Gotfried Wilhelm Leibniz
Isaac Newton
Built upon earlier works of others Isaac Newton discovered laws of physics explaining Kepler's Laws and fused concepts today known as Infinitesimal Calculus. Independently Gottfried Wilhelm Leibniz developed calculus and much of the calculus notation still in use today. The affinity between science and math was formalizing as the Mathematical Sciences.
Beyond studies of the heavens applied mathematics began to expand, creating new branches of mathematics. Correspondence between Pierre de Fermat and Blaise Pascal established fundamental groundwork for Probability Theory and corresponding rules of combinatorics in their discussions of a gambling game problem posed by Chevalier de Mere in 1564 AD. The question posed pertained to the number of turns required to ensure obtaining a six in the roll of two dice and led to the beginning of the concepts of probability and expectation. Probability and expectation was a necessary precursor of Utility Theory in the 18th - 19th centuries.
Blaise Pascal
In the seventeenth century John Graunt, 1620 - 1674 AD, a shopkeeper, set out to predict mortality rates by categorizing births and deaths. In the London Life Table Graunt made a noteworthy attempt to predict the number of survivors per one hundred by increments of ten years. Graunt’s probability observations of prediction drew the attention of others. Sparked by Graunt’s work and later by the work of Pascal and Fermat, Christiaan Huygens, a Dutch physicist, became the first to publish a text on Probability Theory entitled De Ratiociniis in Ludo Aleae (On Reasoning in Games and Chance) in 1657 AD. In this text Huygens presented concepts of Mathematical Expectation.
The Huygen’s text was unrivaled until James Bernoulli, 1654 -1705 AD wrote Ars Conjectandi, published eight years after his death. Bernoulli developed and provided alternative proofs to Huygens’ De Ratiociniis in Ludo Aleae. He explained combinations and permutations encompassing many results used today including a series of problems on games of chance. Finally, and most important, he revealed the famous Bernoulli Theorem, later called the Law of Large Numbers.

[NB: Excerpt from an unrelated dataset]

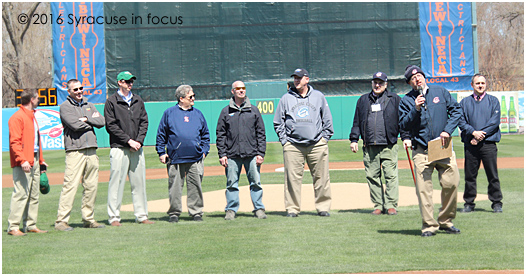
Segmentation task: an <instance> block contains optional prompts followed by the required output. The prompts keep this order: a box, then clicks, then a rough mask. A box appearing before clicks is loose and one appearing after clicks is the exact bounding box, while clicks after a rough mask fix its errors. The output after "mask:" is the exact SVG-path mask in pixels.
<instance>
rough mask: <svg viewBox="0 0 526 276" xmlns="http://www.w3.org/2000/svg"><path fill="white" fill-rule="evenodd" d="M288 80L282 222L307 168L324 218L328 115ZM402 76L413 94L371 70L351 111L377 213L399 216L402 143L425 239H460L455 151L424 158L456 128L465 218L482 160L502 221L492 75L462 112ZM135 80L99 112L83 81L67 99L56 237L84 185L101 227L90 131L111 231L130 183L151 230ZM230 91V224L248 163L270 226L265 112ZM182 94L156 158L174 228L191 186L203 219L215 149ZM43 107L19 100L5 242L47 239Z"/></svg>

Leonhard Euler portrait by Emanuel Handmann
Considered by many the most influential mathematician of the 18th century was Leonhard Euler. His major contributions include a founding study of Graph Theory with the Seven Bridges of Königsberg problem and standardization of many modern mathematical terms and notations. He standardized the symbol identifying the square root of minus 1 and popularized the use of the Greek letter π (pi) to represent the ratio of a circle's circumference to its diameter. Other contributions from Euler include numerous contributions to the study of topology, graph theory, calculus, combinatorics, and complex analysis. His contributions are evidenced by the multitude of theorems and notations named for him.
Other important 18th century European Mathematicians include Joseph Louis Lagrange who pioneered work in number theory, algebra, differential calculus, and the calculus of variations, and Laplace who in the age of Napoleon provided important insight of celestial mechanics and statistics.